Unit 3 NLP

Transition Network—--A transition network, also known as a transition
diagram or state diagram, is a graphical representation of states and transitions

in a computational process or system.It is widely used in computer science to
model the behaviour of finite automata, state machines, and certain types of
grammars.
Basic Concepts of Transition Networks
● State: Represents a condition or situation in the computational process.

● Transition: The movement from one state to another, triggered by an
input or condition.
● Initial State: The state where the process begins.
● Final/Accepting State: The state where the process ends or accepts the
input.
Types of Transition Networks
1. Finite State Machine (FSM):

○ Deterministic Finite Automaton (DFA) - In a DFA, for each
state and input symbol, there is exactly one transition to a next
state.
○ Non-deterministic Finite Automaton (NFA) - In an NFA, for
each state and input symbol, there can be multiple possible
transitions.
2. Pushdown Automaton (PDA):A PDA is like an NFA but with an
additional stack storage, useful for recognizing context-free
languages.
3. Turing Machine:It consists of an infinite tape, a head for reading and
writing, and a set of states and transitions
Recursive Transition Networks (RTN)
Definition: A Recursive Transition Network (RTN) is a type of transition

network used to describe the syntax of languages, especially programming
languages and natural languages. It extends finite state machines by allowing
recursion, which means a network can call itself as a subroutine.
Key Features:
● States and Transitions: Like a finite state machine, it has states and
transitions.
● Recursion: A state can transition to a "subnetwork," which is essentially
a call to another part of the network (or itself).
Example: Consider a simple language that describes arithmetic expressions.

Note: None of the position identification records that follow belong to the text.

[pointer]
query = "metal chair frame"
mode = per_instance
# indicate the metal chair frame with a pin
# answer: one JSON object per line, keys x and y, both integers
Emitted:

The RTN can be used to parse expressions like "a + b * c".
● States: S (start), E (expression), T (term), F (factor)

● Transitions:
○ From S, go to E.
○ From E, you can go to T.
○ From T, you can go to F.
○ From F, on encountering 'a', 'b', or 'c', accept and return to T or E.
○ From E, on encountering '+', go back to E (recursive call).
○ From T, on encountering '*', go back to T (recursive call).
This allows handling nested structures like "a + (b * c)".
Augmented Transition Networks (ATN)
Definition: An Augmented Transition Network (ATN) is an advanced form of

transition network used mainly for natural language processing. It extends RTNs
by adding features like registers, tests, and actions, making it more powerful and
flexible.
Key Features:
● Registers: Storage areas to keep track of information during the parsing

process.
● Tests: Conditions that must be met for transitions to occur.
● Actions: Operations performed when transitions occur, such as storing
values in registers.
Example: Consider parsing sentences in English. An ATN can be used to parse

"The cat sleeps" and handle more complex sentences.
● States: S (start), NP (noun phrase), VP (verb phrase), N (noun), V (verb)

● Transitions:
○ From S, go to NP (noun phrase).
○ From NP, go to N (noun).
○ From N, on encountering "cat" or "dog", store in a register.
○ From NP, on encountering "the" or "a", move to N (noun).
○ From S, go to VP (verb phrase).
○ From VP, go to V (verb).
○ From V, on encountering "sleeps" or "runs", check the register for
the noun.
Registers and Actions:
● Store the noun "cat" in a register.

● When encountering "sleeps", check if there is a noun in the register.
● If all conditions are met, accept the sentence.
Top down chart Parsing Algorithm:
1. Start from the start symbol of the grammar.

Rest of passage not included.